Mid-Autumn Festival is the name of Taoism, which is called July 30 and July 14 in folklore and ancestor worship festival in Buddhism. Festival customs mainly include offering sacrifices to ancestors, setting off river lanterns, offering sacrifices to the dead, burning paper ingots and offering sacrifices to the ground. Its birth can be traced back to ancestor worship and related festivals in ancient times. July is auspicious month and filial month, and July 30 is a festival for people to celebrate the harvest and repay the earth in early autumn. Some crops are ripe, so people should worship their ancestors according to the law and report Qiu Cheng to them with new rice and other sacrifices. This festival is a traditional cultural festival to remember the ancestors, and its cultural core is to respect the ancestors and do filial piety.

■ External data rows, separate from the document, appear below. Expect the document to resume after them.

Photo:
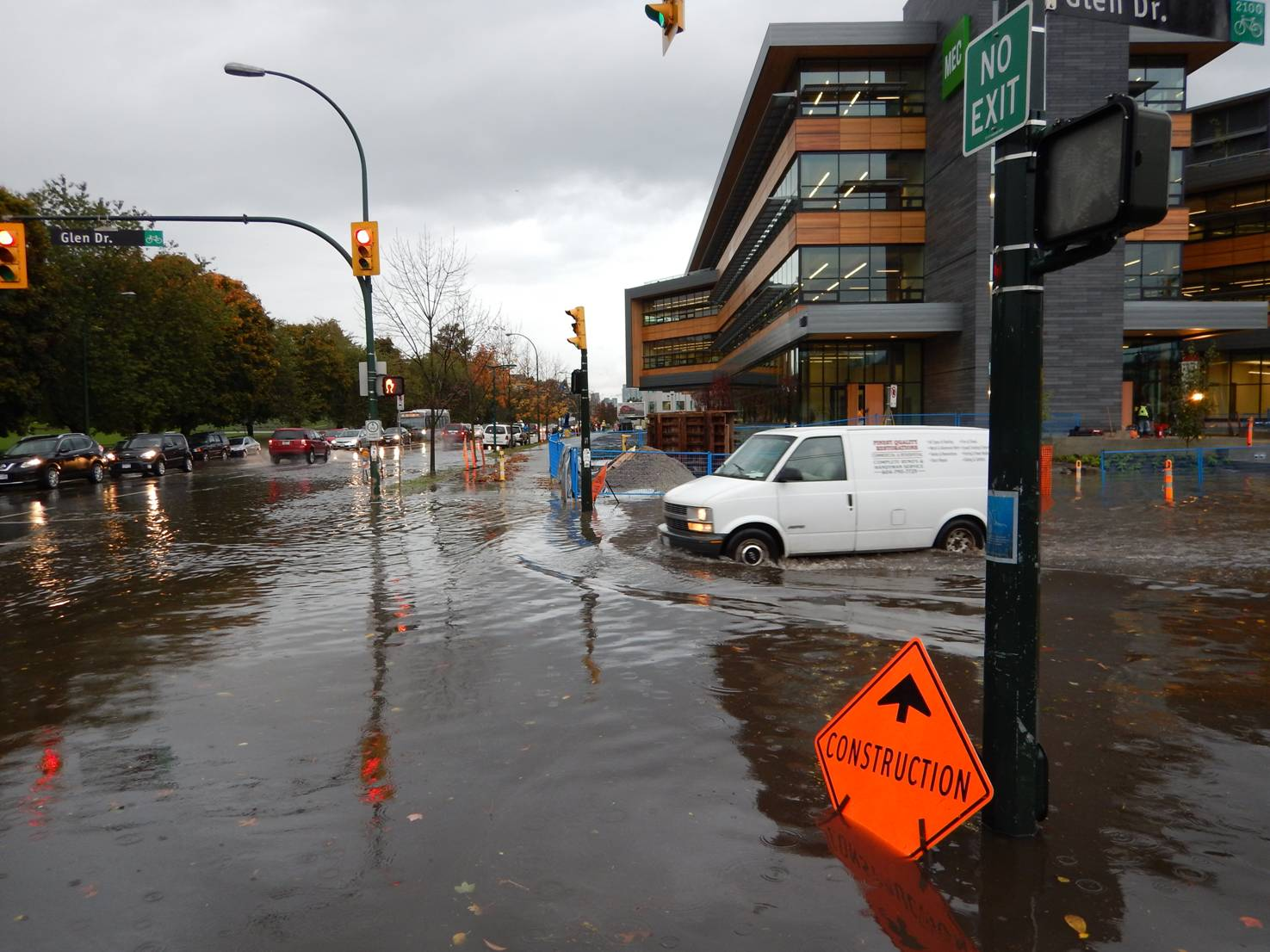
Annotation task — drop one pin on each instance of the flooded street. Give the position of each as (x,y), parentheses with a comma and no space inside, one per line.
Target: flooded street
(245,708)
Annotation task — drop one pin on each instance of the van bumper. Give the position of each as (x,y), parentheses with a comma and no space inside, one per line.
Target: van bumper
(698,542)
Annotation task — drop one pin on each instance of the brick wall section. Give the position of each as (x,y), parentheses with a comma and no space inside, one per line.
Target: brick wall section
(1085,305)
(957,232)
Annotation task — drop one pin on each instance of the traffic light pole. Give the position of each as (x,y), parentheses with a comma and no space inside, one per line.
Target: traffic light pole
(1011,751)
(585,404)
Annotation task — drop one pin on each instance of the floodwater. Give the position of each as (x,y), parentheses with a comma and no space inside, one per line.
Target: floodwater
(245,708)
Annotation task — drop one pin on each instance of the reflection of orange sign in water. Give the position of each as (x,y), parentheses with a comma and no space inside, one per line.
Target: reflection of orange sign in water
(908,909)
(897,759)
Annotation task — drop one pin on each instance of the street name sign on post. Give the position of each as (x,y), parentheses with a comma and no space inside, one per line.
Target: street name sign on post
(1227,21)
(897,759)
(107,238)
(997,77)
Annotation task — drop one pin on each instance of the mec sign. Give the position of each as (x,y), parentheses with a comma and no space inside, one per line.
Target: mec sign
(997,70)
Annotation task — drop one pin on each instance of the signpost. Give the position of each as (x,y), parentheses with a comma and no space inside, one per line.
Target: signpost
(952,62)
(897,759)
(1233,21)
(997,77)
(107,238)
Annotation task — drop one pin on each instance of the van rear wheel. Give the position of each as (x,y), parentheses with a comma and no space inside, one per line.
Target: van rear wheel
(752,547)
(960,536)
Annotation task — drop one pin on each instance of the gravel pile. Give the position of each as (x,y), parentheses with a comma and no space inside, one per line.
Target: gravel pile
(647,470)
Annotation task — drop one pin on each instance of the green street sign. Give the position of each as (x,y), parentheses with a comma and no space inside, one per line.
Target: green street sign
(954,56)
(1248,22)
(997,72)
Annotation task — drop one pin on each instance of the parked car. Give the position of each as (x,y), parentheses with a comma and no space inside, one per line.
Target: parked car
(347,439)
(208,446)
(396,437)
(837,489)
(244,446)
(500,436)
(154,454)
(48,460)
(299,442)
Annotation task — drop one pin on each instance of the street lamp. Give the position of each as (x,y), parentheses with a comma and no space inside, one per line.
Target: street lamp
(537,387)
(238,69)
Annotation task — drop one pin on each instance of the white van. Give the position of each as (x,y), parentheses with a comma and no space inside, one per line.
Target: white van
(818,490)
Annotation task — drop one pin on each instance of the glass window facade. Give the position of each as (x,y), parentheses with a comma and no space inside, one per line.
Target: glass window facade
(841,381)
(1238,282)
(1152,269)
(852,182)
(678,307)
(679,352)
(1230,213)
(1236,130)
(1158,82)
(860,88)
(861,273)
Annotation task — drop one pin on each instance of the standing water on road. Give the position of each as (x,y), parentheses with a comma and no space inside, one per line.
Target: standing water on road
(249,708)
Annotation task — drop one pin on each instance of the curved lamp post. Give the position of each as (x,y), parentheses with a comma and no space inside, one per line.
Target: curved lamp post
(537,386)
(238,69)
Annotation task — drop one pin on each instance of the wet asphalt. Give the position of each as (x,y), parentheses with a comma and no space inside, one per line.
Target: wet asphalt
(246,708)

In the Book of Changes, "seven" is a changing number and a resurrected number. I ching: "repeat the same thing and come back in seven days. It will be fine." The seventh is yang number and days. After the sun between heaven and earth is extinguished, it can be resurrected after seven days. This is the way of heaven and earth, the principle of yin and yang circulation. People choose to worship their ancestors on July 14 (February 27), which is related to the number of resurrection. The Mid-Yuan Festival in Taoism and the Kasahara Festival in Buddhism are both on July 15.
"July 30th" was originally an ancient folk festival to worship ancestors, but it was called "Central Plains Festival" and originated from Taoism after the Eastern Han Dynasty. Buddhism calls July and a half the "Kasahara Festival". In a sense, the ancestor worship festival in July and a half belongs to folk customs, the Mid-Autumn Festival belongs to Taoism, and the Arahara Festival belongs to Buddhism.
Sacrificing ancestors on July 14/ 15 is a traditional cultural festival popular in Chinese character cultural circles of various countries and overseas Chinese areas, and it is also a traditional festival to worship ancestors on the same footing as New Year's Eve, Tomb-Sweeping Day and Chung Yeung Festival. 20 10 in may, the "mid-autumn festival" declared by the Ministry of culture in the hong kong special administrative region was selected into the national intangible cultural heritage list.